Monday, October 5, 2009

We Can Grow Enough, But Will We Be Allowed To?

Can We Grow More Food in 50 Years Than in All of History?
Science Leader Says Population and Global Warming Make the Job Hard
Oct. 5, 2009 —

How dire is the world's situation? So bad, says a leading Australian scientist, that the world will have to produce more food in the next 50 years than we have in the thousands of years since civilization began.

There have been dark predictions -- mostly wrong -- of worldwide food shortages before.
But this one comes from Megan Clark, the head of Australia's national science agency, the Commonwealth Scientific and Industrial Research Organisation, or CSIRO. Clark is hardly a wild-eyed extremist; she is a former mining executive.

In a speech in Canberra last week, Clark said growing population will cause exponentially-rising demand, and a warming climate will make the challenge more difficult.

"It is hard for me to comprehend that in the next 50 years we will need to produce as much food as has been consumed over our entire human history," she said.

In her Canberra speech, Clark said the difficulty will grow as more and more people move to cities and as a warming climate makes it more difficult to grow more crops.

There are others who say such worries are overblown, and that because of genetic engineering and other advances, there will not be vast increases in the numbers of the world's hungry.
Bjorn Lomborg, author of "The Skeptical Environmentalist" and "Cool It," has argued that there are really much more pressing priorities, such as disease.
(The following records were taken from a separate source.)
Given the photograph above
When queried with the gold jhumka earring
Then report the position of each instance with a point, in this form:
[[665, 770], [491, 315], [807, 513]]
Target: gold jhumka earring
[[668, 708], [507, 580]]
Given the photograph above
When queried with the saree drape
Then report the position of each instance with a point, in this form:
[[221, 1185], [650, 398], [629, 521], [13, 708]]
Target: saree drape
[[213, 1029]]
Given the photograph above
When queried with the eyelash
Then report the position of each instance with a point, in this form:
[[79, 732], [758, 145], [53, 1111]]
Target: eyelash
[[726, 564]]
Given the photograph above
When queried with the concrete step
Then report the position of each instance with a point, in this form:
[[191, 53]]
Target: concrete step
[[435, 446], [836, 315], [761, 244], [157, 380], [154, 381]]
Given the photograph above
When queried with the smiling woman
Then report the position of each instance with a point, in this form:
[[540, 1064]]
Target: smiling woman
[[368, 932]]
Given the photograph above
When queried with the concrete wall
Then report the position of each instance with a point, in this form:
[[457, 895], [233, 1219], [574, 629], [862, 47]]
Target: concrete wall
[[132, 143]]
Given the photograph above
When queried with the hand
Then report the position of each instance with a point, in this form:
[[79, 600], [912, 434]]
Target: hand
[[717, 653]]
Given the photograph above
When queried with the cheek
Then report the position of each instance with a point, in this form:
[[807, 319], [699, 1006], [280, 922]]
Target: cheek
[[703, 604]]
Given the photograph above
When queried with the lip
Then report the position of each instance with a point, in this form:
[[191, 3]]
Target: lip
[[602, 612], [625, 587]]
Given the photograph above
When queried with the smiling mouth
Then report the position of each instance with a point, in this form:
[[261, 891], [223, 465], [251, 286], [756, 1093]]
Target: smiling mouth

Read More

It’s not climate change, it’s not a lack of technology and it’s not too many people that will cause starvation in this world. The determining factor of whether or not we can grow enough food for everyone to eat is if society will give us the public license to utilize and develop the technology necessary to make it happen. If America’s farmers and ranchers are given the tools, we will be able to continue as the breadbasket of the world and keep hunger at bay. On the other hand, if our society chooses to abandon the use of livestock for food and refuse to accept new varieties of crops then starvation is something that we will have to learn to live with. It’s a rather simple choice. You can be for or against starvation.